APD Chief Case told the assembly the package includes equipment and software to support investigations, incident response and training. He said some elements will use machine-assisted tools; when asked whether the software uses artificial intelligence, Chief Case answered, “It does utilize artificial intelligence,” but emphasized that the detective-division tools tested by APD are held to prosecutorial review and are limited in departmental access.
Sponsors and the chair negotiated additions to the resolution that require policy protections and oversight. Chair Constant said the S version adds four safeguards: security procedures for handling digital evidence, limits on retention of non-criminal footage, logging and auditing of system access, and a requirement that the chief report policy updates and an audit evaluating real-time operations and First Amendment‑related usage to the assembly after adoption.
Chief Case described operational limits in the draft policies: automated license-plate-reader data would be retained for two weeks in most cases; drone operations would be documented in a public-facing transparency portal showing dates, times and flight patterns; and policies would limit external data sharing and require municipal legal review for use in prosecutions.
Civil‑liberties concerns surfaced repeatedly.

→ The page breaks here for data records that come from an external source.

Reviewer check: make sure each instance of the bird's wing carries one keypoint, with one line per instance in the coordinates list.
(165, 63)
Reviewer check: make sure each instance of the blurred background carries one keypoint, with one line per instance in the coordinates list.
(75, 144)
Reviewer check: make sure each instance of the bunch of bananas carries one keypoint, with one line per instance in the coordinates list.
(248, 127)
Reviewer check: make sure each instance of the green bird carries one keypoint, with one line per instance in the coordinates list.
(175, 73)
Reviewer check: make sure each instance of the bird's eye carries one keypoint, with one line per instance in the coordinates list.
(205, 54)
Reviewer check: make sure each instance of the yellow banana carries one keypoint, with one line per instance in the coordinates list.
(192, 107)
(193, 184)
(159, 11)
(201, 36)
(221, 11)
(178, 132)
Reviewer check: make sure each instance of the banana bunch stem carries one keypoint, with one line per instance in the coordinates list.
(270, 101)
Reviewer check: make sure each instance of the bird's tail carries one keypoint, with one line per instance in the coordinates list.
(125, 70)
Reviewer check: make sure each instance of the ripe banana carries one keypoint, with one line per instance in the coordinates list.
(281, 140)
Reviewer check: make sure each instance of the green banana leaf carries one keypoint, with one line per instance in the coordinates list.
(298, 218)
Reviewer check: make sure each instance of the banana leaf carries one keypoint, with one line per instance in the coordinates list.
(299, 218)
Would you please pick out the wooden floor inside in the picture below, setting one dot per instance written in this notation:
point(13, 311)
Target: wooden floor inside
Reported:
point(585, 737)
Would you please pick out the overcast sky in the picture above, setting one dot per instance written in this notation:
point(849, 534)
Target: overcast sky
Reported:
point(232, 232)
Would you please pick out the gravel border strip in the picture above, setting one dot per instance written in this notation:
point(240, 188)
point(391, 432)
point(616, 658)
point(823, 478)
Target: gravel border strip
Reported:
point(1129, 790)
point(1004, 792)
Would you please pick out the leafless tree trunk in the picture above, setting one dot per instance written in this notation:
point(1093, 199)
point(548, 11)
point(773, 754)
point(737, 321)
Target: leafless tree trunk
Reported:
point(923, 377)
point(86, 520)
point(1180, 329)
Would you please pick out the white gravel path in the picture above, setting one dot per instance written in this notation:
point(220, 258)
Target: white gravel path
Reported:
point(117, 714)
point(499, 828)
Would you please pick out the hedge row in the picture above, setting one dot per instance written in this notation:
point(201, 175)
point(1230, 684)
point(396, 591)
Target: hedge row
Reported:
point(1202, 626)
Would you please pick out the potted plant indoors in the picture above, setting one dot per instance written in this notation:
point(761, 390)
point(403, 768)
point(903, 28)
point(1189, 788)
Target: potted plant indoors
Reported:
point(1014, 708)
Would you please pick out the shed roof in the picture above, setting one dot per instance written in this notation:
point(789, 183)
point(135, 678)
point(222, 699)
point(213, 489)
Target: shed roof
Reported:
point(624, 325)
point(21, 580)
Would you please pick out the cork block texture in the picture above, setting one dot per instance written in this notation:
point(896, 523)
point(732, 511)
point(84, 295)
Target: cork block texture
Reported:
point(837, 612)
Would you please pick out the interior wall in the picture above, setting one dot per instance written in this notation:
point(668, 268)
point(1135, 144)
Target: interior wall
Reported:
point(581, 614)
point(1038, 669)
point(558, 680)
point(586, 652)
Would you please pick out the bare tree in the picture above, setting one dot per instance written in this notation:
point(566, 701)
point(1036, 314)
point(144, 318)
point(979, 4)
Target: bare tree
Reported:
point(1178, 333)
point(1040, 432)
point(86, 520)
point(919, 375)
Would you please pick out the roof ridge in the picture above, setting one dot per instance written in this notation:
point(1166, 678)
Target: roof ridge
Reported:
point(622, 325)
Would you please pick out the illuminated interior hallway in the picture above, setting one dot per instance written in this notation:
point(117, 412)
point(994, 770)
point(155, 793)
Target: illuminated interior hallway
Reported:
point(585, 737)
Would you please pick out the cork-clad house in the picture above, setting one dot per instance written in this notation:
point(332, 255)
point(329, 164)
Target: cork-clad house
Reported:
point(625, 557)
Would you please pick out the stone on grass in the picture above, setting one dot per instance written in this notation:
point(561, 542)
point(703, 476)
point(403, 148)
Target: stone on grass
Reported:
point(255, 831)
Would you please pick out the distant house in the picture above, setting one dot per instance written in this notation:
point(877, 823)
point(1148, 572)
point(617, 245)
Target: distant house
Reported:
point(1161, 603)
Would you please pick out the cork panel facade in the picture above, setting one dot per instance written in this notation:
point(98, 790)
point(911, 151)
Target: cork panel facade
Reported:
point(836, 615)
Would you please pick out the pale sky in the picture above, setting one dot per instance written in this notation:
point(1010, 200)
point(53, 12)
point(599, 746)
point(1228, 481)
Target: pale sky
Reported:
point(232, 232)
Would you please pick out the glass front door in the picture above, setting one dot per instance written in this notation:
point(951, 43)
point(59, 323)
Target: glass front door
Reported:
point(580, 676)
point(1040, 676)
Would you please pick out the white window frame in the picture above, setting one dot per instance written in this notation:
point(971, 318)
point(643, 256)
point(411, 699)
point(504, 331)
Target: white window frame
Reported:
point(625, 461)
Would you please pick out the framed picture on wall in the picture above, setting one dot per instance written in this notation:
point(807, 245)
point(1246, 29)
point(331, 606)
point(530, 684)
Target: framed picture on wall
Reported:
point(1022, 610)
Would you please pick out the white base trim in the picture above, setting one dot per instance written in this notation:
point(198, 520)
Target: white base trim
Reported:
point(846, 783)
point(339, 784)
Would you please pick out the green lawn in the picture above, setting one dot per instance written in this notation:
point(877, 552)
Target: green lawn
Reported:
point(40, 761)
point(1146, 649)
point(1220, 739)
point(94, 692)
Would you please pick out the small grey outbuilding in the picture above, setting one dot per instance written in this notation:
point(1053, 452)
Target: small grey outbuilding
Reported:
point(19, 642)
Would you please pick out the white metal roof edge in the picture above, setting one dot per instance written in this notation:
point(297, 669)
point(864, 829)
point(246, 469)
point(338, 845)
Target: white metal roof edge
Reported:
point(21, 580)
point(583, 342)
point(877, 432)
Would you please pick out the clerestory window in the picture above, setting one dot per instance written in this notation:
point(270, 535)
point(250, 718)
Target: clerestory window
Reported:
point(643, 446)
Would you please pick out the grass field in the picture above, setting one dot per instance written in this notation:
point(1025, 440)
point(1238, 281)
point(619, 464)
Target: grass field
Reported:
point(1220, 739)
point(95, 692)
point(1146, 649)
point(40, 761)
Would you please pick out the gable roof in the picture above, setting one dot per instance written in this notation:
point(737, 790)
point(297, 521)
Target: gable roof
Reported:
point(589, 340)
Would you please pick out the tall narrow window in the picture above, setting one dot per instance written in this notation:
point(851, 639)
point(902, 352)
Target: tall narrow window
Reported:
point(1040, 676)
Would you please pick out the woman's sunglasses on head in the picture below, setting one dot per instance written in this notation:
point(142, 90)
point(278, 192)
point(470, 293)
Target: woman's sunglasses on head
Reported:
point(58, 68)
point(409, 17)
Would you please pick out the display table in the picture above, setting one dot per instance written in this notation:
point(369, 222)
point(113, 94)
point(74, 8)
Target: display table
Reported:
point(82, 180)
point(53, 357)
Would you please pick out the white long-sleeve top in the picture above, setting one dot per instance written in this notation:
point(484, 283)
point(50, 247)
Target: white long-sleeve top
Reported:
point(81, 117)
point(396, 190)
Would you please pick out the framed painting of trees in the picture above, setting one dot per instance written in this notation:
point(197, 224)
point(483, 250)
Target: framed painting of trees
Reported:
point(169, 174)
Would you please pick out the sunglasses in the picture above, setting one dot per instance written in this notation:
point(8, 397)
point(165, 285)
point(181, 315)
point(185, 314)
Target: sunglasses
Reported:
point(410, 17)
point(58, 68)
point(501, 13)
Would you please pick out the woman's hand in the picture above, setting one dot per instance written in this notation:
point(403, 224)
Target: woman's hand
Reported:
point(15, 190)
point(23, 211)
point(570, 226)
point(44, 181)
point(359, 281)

Assembly Member Silvers pressed code‑enforcement and municipal staff about notice and tenant privacy in other items the same evening and noted the importance of locking down data retention and access rules. Multiple members said they needed time to review late-arriving AIMs and policy drafts; the chair offered a special‑meeting option but ultimately the majority voted to proceed.
The Axon package also includes virtual‑reality de‑escalation training funded largely through an existing federal grant, Chief Case said, and taser and body‑camera replacements. Supporters argued the technology will improve officer safety and evidence collection and expedite investigations; critics raised concerns about surveillance scope and the potential for mission creep.
The Assembly approved the appropriation and cooperative purchase with the new reporting and audit requirements, and directed the administration and APD to provide the promised policy language and public audits as the systems come online.